Arm backend: Lower MXFP Linear to TOSA by martinlsm · Pull Request #20065 · pytorch/executorch

martinlsm · 2026-06-05T10:51:14Z

Resubmit the MXFP Linear lowering after the original change was reverted. This version includes the Buck file updates suggested by @kirklandsign in #19969.

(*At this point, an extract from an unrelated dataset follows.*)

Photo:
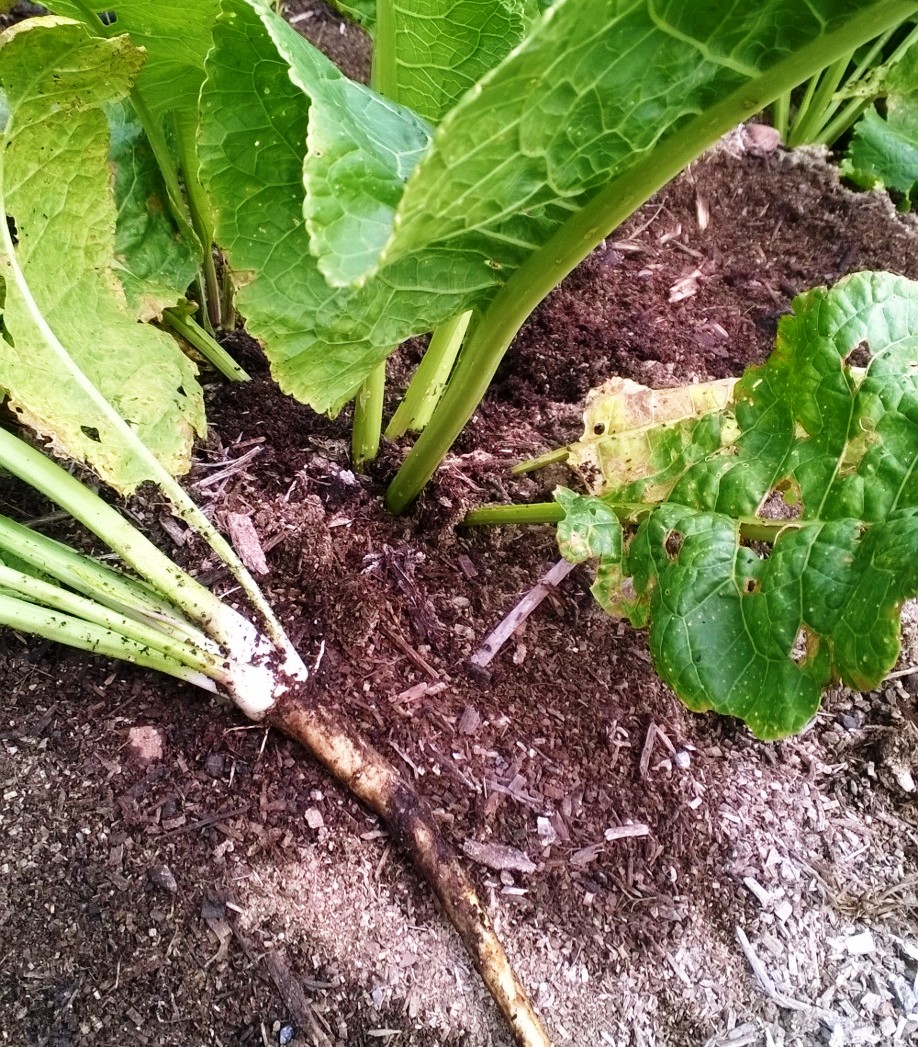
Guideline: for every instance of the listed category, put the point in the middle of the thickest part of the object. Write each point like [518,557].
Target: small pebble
[314,818]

cc @digantdesai @freddan80 @per @zingo @oscarandersson8218 @mansnils @Sebastian-Larsson @robell @rascani

Add fake TOSA dialect support and serializer lowering for CAST_TO_BLOCK_SCALED. Co-authored-by: Sebastian Larsson <sebastian.larsson@arm.com> Signed-off-by: Martin Lindström <Martin.Lindstroem@arm.com> Change-Id: Ic7cdab5134f0fb9502f5985563f0662286ef5fb7

Signed-off-by: Martin Lindström <Martin.Lindstroem@arm.com> Co-authored-by: Sebastian Larsson <sebastian.larsson@arm.com> Change-Id: Iab2e1cf2ed21047bbc2a7a51604b9230fe2f2819

@kirklandsign

This commit is exact suggestion that kirklandsign posted in pytorch#19969 Signed-off-by: Martin Lindström <Martin.Lindstroem@arm.com> Suggested-by: @kirklandsign Change-Id: Iacce4dd11e61e4d79296e37e59ddb214072dd2ef

pytorch-bot · 2026-06-05T10:51:19Z

🔗 Helpful Links

🧪 See artifacts and rendered test results at hud.pytorch.org/pr/pytorch/executorch/20065

📄 Preview Python docs built from this PR

Note: Links to docs will display an error until the docs builds have been completed.

✅ No Failures

As of commit c87b5df with merge base 9400da1 ():
💚 Looks good so far! There are no failures yet. 💚

This comment was automatically generated by Dr. CI and updates every 15 minutes.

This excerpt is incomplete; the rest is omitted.